In this article, we will explore the simplification of the expression **(7x³ - 1) - (15x³ + 4x² - x + 3)**. This process involves understanding the basic principles of polynomial subtraction and applying them to combine like terms.

### Step 1: Distribute the Negative Sign

The first step is to distribute the negative sign in front of the second set of parentheses. This means multiplying each term inside the second parentheses by -1.

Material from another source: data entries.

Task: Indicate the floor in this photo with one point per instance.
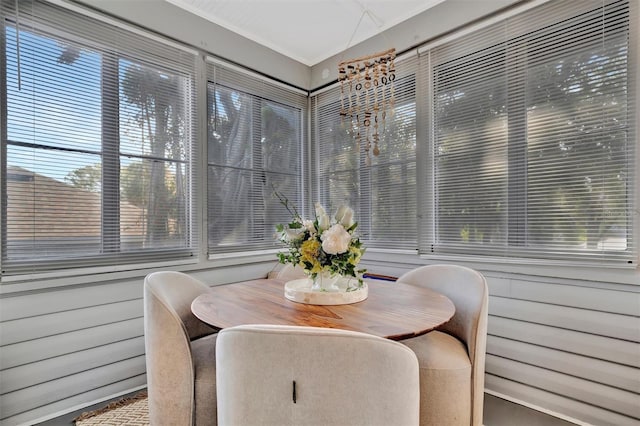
(497, 412)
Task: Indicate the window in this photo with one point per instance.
(97, 136)
(254, 149)
(534, 136)
(384, 193)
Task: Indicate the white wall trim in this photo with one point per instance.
(535, 407)
(82, 406)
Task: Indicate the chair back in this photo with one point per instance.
(169, 327)
(291, 375)
(468, 291)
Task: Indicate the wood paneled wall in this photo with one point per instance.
(571, 347)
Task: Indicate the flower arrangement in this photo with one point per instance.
(322, 245)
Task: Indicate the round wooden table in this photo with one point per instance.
(393, 310)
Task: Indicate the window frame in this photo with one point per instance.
(110, 255)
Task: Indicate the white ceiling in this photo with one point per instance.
(308, 31)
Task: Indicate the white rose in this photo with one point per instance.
(309, 226)
(335, 240)
(294, 234)
(323, 218)
(344, 216)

**(7x³ - 1) + (-1)(15x³ + 4x² - x + 3)**

This gives us:

**(7x³ - 1) - 15x³ - 4x² + x - 3**

### Step 2: Combine Like Terms

Now, we can combine the terms that have the same variable and exponent.

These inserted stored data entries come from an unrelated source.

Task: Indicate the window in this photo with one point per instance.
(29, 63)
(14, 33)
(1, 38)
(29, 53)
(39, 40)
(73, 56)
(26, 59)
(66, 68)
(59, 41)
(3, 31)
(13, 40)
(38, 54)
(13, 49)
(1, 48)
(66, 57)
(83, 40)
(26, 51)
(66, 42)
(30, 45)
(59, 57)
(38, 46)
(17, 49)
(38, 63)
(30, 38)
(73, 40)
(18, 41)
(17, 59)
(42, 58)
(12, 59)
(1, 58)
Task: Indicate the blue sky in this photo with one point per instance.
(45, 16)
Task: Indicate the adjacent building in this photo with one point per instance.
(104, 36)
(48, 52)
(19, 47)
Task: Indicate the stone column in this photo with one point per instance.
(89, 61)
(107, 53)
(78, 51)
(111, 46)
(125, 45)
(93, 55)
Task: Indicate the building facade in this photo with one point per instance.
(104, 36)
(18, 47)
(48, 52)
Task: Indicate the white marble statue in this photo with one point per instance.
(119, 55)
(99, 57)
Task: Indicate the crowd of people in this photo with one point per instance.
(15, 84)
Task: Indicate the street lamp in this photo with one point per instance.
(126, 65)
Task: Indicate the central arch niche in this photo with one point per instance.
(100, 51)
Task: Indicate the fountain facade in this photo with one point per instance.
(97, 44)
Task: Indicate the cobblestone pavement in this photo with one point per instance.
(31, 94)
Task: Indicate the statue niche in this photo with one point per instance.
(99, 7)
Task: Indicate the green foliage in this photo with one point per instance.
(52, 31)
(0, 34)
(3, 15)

**x³ terms:**7x³ - 15x³ = -8x³**x² terms:**-4x²**x terms:**+x**Constant terms:**-1 - 3 = -4

### Step 3: Final Expression

Combining all the simplified terms, we arrive at the simplified expression:

**-8x³ - 4x² + x - 4**

Therefore, the simplified form of the expression **(7x³ - 1) - (15x³ + 4x² - x + 3)** is **-8x³ - 4x² + x - 4**.

### Conclusion

By applying the basic principles of polynomial subtraction, we have successfully simplified the given expression. This process involved distributing the negative sign, identifying and combining like terms, and presenting the final simplified form. This example demonstrates the importance of understanding the properties of polynomials for performing algebraic operations.